Nieuw-Buinen: een dorp op de grens van de Drentse en Groningse Veenkoloniën. Foto: Marcel Jurian de Jong
De kloof tussen 450.000 inwoners van de Drentse en Groningse Veenkoloniën en de rest van het land verkleinen. Dat was het doel van Haagse miljoenen, met vooral eigenzinnige inzet. Tijd om de balans op te maken van de ‘Kans voor de Veenkoloniën’.
Als je wieg in Oude Pekela, Nieuw-Buinen of Emmer-Compascuum staat, dan ga je gemiddeld acht jaar eerder dood en ben je bij leven vijftien jaar minder gezond dan inwoners in veel andere delen van het land.
Die kloof in gezondheid, sociale en economische omstandigheden tussen Veenkoloniën en andere delen van Nederland lijkt al decennia onoverbrugbaar. Na de rijkdom van turf, aardappelzetmeel en strokarton, volgde sociale strijd tegen ongelijkheid en een overheid die de streek vaak berooid achterliet.
Veelkoppig monster
Maar terwijl men de overheid het hardst nodig heeft, is nergens de allergie tegen overheidsbemoeienis zo groot als hier. Het hield Tweede Kamerlid Agnes Wolbert, zelf afkomstig uit de streek, niet tegen om in 2014 toch een beroep te doen op de Haagse knip in de strijd tegen die grote verschillen. Het ‘veelkoppige monster’ van armoede en uitsluiting moest maar weer eens recht in de bek worden gekeken.
Dat was niet alleen uit mededogen, want de slechte gezondheid in de regio kostte het Rijk ook geld. Jaarlijks werd er 115 miljoen euro meer uitgegeven aan zorg dan in de rest van het land.
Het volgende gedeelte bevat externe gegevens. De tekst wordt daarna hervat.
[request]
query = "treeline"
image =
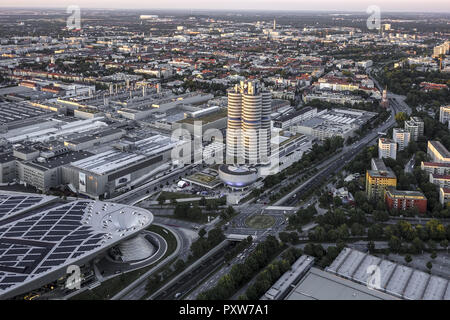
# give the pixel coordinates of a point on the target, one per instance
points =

Tien miljoen euro kwam er beschikbaar voor de regio. Acht jaar kregen de gezamenlijke Veenkoloniën de tijd om het gebied mee te krijgen in de vaart der volkeren.
‘Aigen rötleven’
Zeven jaar later zijn er dik vijftig projecten gestart. Acties om jongeren meer te laten bewegen en volwassenen te leren lezen. Initiatieven voor minder sterfte onder baby’s en minder eenzaamheid onder ouderen. Dwars door de zes Groningse en vijf Drentse gemeenten onder gezamenlijke titel ‘Kans voor de Veenkoloniën’.
De boodschap: dit is geen binnenlandse ontwikkelingssamenwerking voor een zielige regio, maar een noodzakelijke investering in de achtergestelde gemeenschap van Zuidoost-Groningen en Drenthe.
Bestuurders ontdekten iets wat ze eigenlijk al lang wisten, of hadden moeten weten. Hier moet je als politici niet zomaar plannen van bovenaf over mensen uitstorten. Want dat de overheid het beste met zijn eigen mensen voor heeft, daar vertrouwen ze niet zo op in het veen. ‘Bemui die mit dien aigen rötleven’, zong zanger Edwin de Vries al op één van de bijeenkomsten.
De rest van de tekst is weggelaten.